Thank you, everyone, for lots of thoughtful discussion. Per #12, @Dries, @alexpott, @catch, @webchick, @xjm, and I discussed this issue on Friday, and basically came to the same conclusion as #83. Updating the IS accordingly and marking RTBC, but will wait on marking "Fixed" in case anyone feels that something important is left unaddressed and wants to comment about that. Possibly the most contentious part of the proposed resolution is the opted-in-by-default choice, especially with several security team members requesting the opposite. But I hope the rationale that we can change that choice, but not its inverse, during RC, based on what we learn, alleviates those concerns.

I'll follow up with another comment addressing some of the feedback that's been posted over the weekend.

fgm’s picture

I tried to follow the whole discussion, and maybe missed some of it ; however, at the end I think there's been a duality being discussed all along between default on + opt-out vs default off + opt-in, but there is a third route apparently not considered : neither default to cachable nor non-cacheable, but force cache information to be provided, possibly as no-cache of course, so that there is no defaulting. It seems this gets the benefits of both approaches, at the limited costs of forcing the addition in a myriad of places ; but as we know, this type of many-times-a-tiny-change is something we've always been best at in terms of community output.

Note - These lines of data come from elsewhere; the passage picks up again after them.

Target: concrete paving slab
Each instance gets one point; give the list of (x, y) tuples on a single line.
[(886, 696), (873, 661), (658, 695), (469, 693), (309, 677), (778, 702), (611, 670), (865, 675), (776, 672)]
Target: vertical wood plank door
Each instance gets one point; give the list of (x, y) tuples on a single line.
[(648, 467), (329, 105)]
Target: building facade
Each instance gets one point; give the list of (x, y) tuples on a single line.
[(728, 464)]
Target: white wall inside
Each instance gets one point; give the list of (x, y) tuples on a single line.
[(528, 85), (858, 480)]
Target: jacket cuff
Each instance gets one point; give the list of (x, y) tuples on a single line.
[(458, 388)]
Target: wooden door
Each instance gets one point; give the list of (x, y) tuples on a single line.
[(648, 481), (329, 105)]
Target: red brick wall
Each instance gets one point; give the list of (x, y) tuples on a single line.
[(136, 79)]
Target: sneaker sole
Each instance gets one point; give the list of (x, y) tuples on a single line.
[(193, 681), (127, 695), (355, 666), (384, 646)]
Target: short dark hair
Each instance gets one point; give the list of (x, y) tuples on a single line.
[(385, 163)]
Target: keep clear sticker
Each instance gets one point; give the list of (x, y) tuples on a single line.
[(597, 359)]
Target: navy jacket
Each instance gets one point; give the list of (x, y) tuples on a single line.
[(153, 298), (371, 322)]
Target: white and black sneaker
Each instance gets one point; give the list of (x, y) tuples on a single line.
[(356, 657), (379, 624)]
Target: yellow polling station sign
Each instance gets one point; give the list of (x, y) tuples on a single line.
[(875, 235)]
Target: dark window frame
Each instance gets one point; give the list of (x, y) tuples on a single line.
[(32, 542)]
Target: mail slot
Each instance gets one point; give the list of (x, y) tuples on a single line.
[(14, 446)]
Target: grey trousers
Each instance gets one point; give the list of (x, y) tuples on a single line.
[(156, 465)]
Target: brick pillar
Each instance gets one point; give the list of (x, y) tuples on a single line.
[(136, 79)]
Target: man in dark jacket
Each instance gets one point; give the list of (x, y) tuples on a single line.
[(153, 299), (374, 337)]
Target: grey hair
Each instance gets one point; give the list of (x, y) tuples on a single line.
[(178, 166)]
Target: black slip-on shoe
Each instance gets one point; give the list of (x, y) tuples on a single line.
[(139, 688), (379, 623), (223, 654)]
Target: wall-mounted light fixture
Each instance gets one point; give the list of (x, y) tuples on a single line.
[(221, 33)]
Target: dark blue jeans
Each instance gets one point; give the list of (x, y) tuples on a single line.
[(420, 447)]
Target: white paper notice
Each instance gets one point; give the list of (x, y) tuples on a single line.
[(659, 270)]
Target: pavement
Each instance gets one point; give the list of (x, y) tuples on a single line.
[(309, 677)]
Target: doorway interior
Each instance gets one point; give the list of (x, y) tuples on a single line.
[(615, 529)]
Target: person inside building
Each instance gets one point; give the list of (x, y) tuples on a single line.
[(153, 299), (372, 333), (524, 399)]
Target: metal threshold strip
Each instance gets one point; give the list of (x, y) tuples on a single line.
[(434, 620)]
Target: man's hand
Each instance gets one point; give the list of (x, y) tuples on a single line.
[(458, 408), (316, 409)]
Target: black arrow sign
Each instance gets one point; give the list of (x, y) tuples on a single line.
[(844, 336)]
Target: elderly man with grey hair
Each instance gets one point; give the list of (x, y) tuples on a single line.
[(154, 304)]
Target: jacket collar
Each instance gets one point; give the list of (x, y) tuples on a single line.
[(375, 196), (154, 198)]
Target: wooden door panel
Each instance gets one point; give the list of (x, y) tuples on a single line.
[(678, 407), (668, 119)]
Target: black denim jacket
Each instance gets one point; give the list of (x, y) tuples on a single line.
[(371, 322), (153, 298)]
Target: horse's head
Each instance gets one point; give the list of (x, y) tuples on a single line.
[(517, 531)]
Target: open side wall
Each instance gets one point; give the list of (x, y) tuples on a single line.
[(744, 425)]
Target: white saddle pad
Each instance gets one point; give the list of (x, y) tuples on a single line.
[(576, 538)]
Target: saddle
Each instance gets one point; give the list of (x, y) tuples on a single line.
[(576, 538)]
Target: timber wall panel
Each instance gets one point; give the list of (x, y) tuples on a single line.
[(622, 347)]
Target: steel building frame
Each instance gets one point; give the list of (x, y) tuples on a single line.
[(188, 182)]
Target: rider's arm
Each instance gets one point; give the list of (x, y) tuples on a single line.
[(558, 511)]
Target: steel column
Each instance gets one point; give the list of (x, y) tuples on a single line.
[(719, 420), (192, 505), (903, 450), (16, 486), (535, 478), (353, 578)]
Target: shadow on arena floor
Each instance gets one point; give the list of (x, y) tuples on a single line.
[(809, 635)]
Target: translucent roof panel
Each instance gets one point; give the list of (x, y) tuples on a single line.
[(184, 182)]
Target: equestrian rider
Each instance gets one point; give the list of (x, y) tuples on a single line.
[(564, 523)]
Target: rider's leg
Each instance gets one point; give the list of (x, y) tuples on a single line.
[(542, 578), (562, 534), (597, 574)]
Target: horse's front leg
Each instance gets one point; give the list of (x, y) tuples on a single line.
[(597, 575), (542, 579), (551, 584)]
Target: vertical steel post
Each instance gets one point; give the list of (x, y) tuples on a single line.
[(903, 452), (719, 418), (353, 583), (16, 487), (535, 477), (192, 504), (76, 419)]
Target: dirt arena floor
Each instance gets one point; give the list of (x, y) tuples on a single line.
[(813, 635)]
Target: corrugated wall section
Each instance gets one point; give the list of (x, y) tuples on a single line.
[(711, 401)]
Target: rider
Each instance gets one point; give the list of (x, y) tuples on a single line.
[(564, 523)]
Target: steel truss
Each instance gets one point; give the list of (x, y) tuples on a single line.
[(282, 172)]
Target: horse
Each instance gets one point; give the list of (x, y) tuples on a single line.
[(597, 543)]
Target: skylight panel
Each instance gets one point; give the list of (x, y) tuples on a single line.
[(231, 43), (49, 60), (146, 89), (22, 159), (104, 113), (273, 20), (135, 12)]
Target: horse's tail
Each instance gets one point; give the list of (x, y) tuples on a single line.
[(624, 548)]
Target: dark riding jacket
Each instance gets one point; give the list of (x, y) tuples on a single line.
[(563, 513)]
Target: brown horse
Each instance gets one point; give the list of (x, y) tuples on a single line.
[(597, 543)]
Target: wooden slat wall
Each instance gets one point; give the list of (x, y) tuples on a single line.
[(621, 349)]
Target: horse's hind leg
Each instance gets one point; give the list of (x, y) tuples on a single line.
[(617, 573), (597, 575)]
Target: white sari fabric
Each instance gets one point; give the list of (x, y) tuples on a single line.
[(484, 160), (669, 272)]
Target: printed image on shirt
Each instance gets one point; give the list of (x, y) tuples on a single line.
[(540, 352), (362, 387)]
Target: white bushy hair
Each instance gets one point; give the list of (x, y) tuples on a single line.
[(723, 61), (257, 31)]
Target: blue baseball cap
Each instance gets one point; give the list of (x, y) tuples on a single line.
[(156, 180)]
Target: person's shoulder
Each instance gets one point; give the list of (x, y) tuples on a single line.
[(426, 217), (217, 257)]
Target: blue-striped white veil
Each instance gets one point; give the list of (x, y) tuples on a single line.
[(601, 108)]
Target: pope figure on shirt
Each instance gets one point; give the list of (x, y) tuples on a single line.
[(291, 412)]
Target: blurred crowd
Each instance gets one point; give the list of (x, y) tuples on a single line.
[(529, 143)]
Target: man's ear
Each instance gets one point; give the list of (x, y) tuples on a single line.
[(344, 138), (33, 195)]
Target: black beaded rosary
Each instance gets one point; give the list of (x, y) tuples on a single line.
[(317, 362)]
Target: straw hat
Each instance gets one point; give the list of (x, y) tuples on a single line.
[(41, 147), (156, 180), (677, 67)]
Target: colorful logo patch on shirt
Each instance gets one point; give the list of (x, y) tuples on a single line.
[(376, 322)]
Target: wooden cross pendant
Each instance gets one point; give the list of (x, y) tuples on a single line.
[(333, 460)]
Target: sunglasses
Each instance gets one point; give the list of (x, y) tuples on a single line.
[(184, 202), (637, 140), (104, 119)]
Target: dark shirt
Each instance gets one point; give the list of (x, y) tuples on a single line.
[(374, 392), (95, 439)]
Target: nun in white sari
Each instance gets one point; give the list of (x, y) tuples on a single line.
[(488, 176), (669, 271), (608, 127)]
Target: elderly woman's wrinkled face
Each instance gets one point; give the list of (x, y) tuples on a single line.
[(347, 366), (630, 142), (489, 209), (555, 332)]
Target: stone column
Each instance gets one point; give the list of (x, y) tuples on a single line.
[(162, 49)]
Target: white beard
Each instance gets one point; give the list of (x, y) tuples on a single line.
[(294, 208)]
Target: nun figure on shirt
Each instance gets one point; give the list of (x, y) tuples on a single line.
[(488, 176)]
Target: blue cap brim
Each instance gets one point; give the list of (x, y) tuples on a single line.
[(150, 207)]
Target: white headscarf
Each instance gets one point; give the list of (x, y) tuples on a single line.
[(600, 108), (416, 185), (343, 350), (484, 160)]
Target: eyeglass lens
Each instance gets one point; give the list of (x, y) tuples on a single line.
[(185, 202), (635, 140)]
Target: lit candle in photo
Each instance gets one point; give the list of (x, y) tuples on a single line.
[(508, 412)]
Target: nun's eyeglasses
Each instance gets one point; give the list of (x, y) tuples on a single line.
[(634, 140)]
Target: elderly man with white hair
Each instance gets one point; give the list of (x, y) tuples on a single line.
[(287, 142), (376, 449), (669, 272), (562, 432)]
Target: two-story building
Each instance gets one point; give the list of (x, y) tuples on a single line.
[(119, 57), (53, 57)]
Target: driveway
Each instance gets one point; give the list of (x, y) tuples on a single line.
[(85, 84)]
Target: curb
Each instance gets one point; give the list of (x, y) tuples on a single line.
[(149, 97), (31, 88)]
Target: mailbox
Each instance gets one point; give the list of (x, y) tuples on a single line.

One thing which could alleviate such a trouble could be to to further along the automatic generation already in place for permissions and others, by adding the context for any loaded entity to a cacheability object, which would be available as a default anywhere data is being built. That way, developers building data could just add this default (overly conservative because it contextualizes by everything) object instead of having to ponder about actual cache contexts ; and then, going further could slice and dice from this, or even build their own if they take the time to reflect on their actual cacheability.

This combo of forcing cacheability to be explicit (vs implicit one way or another, cf PEP20), plus providing a very simple default which errs on the safer side rather than the faster side, seems more attractive to me than either of the existing discussed branches of the existing alternative.

But then I may very well be missing something.

greggles’s picture

But I hope the rationale that we can change that choice, but not its inverse, during RC, based on what we learn, alleviates those concerns.

That makes some sense, but I think we're more likely to see the problems come in after 8.0.0 is released and contribs get updated. I guess that if that happens we can consider making this change as part of 8.0.x release?

effulgentsia’s picture

Assigned: Unassigned » effulgentsia
Status: Reviewed & tested by the community » Fixed

I guess that if that happens we can consider making this change as part of 8.0.x release?

Yes, the issue summary's proposed resolution items 2 and 3 already mention that.

I just now committed #2429617: Make D8 2x as fast: Dynamic Page Cache: context-dependent page caching (for *all* users!), so marking this issue "fixed" as well. However, I still want to respond to some of the comments here about DX and other concerns, so assigning to myself to remind myself to do that when I can make the time.

Status: Fixed » Closed (fixed)

Automatically closed - issue fixed for 2 weeks with no activity.